U.S. Navy Tests Advanced Ship Defense System
The U.S. Navy has conducted two tests of Raytheon's SeaRAM anti-ship missile defense system against maneuvering, supersonic targets, with successful intercepts.
The shots "included one in which two supersonic missiles were inbound simultaneously, flying in complex, evasive maneuvers. In both flights, SeaRAM detected, tracked and engaged the threats, and fired Rolling Airframe Missile Block 2 guided missiles which successfully intercepted the targets," Raytheon said in a statement.
The tests were conducted on the Navy's Self Defense Test Ship, the former USS Paul F. Foster, at a range off the coast of Southern California.
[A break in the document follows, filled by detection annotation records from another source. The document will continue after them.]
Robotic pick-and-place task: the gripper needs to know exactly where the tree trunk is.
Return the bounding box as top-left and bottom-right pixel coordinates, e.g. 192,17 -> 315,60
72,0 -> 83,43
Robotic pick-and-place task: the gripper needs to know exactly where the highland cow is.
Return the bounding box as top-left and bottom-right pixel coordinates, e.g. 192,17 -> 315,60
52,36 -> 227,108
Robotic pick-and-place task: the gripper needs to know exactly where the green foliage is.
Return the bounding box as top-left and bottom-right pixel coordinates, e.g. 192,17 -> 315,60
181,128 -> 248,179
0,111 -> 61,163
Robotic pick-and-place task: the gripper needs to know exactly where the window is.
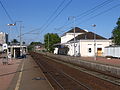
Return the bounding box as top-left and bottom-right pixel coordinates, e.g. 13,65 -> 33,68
88,48 -> 92,53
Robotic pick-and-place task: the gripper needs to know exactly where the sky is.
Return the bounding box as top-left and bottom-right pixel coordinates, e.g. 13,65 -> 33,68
0,0 -> 120,44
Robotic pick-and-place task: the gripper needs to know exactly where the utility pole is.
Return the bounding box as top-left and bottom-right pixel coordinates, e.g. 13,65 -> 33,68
7,24 -> 16,57
68,16 -> 76,56
48,33 -> 50,51
15,21 -> 23,56
92,24 -> 96,60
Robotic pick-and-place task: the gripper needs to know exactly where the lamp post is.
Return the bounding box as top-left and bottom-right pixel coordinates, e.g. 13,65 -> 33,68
7,24 -> 16,57
92,24 -> 96,60
15,21 -> 23,56
68,16 -> 76,56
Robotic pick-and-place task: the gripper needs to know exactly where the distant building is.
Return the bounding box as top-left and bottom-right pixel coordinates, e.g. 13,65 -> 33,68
55,27 -> 112,57
34,44 -> 46,51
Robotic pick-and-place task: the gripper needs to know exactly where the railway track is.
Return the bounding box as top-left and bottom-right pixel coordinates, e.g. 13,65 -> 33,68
32,53 -> 120,90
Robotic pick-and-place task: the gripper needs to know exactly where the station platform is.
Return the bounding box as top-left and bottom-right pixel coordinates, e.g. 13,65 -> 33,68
0,55 -> 53,90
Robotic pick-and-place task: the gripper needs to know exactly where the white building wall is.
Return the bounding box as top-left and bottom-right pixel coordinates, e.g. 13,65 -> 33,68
61,33 -> 82,43
80,40 -> 112,57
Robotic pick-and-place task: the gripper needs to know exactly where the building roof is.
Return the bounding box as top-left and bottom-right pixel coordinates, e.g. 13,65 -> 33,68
66,27 -> 86,33
62,27 -> 86,36
70,32 -> 107,41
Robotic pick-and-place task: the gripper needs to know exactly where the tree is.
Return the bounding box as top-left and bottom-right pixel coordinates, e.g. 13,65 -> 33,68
112,18 -> 120,45
44,33 -> 60,52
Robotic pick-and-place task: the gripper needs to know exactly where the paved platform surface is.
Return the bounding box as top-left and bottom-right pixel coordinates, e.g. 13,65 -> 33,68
77,57 -> 120,67
43,53 -> 120,67
0,56 -> 53,90
0,58 -> 22,90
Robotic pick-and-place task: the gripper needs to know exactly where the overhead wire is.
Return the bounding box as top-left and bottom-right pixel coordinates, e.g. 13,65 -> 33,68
0,0 -> 14,23
76,3 -> 120,24
41,0 -> 72,33
22,0 -> 66,35
22,0 -> 72,35
59,3 -> 120,36
55,0 -> 114,31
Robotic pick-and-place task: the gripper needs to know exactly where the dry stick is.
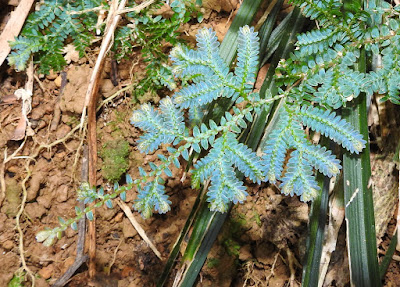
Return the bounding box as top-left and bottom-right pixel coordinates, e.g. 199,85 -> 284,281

SeaRAM combines elements of the well-established Phalanx Close-In Weapon System (a high-rate-of-fire cannon for surface-to-air defense) and Rolling Airframe Missile Guided Weapon System (RAM). RAM developed out of the AIM-9 Sidewinder air-to-air missile, and has been in service since the 1990s. Phalanx is on board all U.S. Navy surface combatant ships and on the naval vessels of two dozen allied nations, Raytheon says. The firm offers a land-based version of Phalanx as well.
Raytheon says that SeaRAM combines the RAM's accuracy, extended range and maneuverability with the Phalanx Block 1B's high-resolution search-and-track sensor systems and quick-response capability.
SeaRAM is currently fitted on three Independence-class littoral combat ships and on the Arleigh Burke-class ballistic missile defense ship USS Porter, with plans for further installations on other vessels of these classes.
Rear Adm. Jon Hill told USNI News last year that integrating SeaRAM into a missile defense-tasked ship like the Porter had posed a special challenge. “The big thing you have to worry about is fratricide – so where you put that mount on the ship, it’s looking right over the vertical launching system, so what you don’t want to have happen is you’re shooting something with the SeaRAM while missiles are coming out of the VLS,” he said.
The supersonic anti-ship missiles that SeaRAM targets are evolving rapidly. The jointly developed Indian/Russian BrahMos ramjet cruise missile is said to be capable of Mach 2.8 or more; a new hypersonic version under development, BrahMos-II, aims to achieve Mach 7. A Mach 3+ miniaturized version with smaller radar cross-section is planned as well.